Los Angeles area labor leader Maria Elena Durazo is calling out the city’s pension fund investments in Walmart, saying pension boards should not invest in companies that pay their workers low wages.

May Day protests and demonstrations took place in downtown LA yesterday, as thousands of labor activists and immigration reform advocates took to the streets taking aim at deportations and the behemoth retailer, which has opened a neighborhood grocery store in Chinatown.

Earlier this week, Toyota announced that it’s moving its North American headquarters from Torrance to Texas. That means 3,000 jobs will go too. Is it California’s unfriendly business climate, as Texas Governor Rick Perry claims?

On Monday, Torrance Mayor Frank Scotto said there is some truth to that.
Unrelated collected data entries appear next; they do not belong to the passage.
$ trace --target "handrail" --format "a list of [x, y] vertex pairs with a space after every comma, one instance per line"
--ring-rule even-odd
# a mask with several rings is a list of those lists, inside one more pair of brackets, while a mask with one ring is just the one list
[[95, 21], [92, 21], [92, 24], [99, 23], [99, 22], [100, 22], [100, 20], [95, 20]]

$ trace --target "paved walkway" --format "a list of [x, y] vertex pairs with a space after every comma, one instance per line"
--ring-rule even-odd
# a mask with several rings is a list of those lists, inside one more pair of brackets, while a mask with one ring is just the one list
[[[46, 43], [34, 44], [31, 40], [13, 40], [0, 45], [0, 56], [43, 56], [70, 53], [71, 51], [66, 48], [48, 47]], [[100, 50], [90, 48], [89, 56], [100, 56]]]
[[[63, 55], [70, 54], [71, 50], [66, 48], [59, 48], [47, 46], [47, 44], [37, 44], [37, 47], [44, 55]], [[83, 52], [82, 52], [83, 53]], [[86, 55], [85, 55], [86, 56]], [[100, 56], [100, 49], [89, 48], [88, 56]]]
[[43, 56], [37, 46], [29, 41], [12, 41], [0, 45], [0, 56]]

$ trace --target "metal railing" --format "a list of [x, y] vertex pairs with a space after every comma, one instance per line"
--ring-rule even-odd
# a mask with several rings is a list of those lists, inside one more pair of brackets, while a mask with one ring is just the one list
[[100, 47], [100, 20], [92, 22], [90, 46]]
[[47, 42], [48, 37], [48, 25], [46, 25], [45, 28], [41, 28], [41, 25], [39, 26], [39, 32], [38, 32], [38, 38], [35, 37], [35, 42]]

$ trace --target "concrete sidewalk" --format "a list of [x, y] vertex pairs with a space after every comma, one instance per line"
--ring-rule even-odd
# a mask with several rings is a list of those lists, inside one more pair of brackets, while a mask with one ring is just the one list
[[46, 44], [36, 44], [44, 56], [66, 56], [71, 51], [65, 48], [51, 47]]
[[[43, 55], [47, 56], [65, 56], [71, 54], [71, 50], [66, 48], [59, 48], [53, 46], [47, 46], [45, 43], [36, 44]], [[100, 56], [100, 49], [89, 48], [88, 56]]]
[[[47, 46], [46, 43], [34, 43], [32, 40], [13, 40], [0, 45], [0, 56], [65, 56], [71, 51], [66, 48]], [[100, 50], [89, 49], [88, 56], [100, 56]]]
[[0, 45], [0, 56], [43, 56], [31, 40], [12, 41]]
“Let’s face it, they really got a sweetheart deal from Texas,” he said.

Scotto says the world’s biggest automaker is “getting tax breaks [and it’s] difficult for California to compete with something like that.”

But maybe something else is at play?

Just today, California Governor Jerry Brown told LA-area Chamber of Commerce leaders that the move was, in fact, more about geography to its plants, than the $40 million Texas offered up.

“Change is inevitable”, the governor said, alluding to the job market.

One other topic – and that’s the resignation of Leroy Jenkins, head of the LA chapter of the NAACP, in light of the group’s plans to award disgraced LA Clippers owner Donald Sterling with a humanitarian award. It seems like Jenkins himself has a bit of a checkered past.

And this could, indeed, lead to more scrutiny among organizations who take money from business leaders.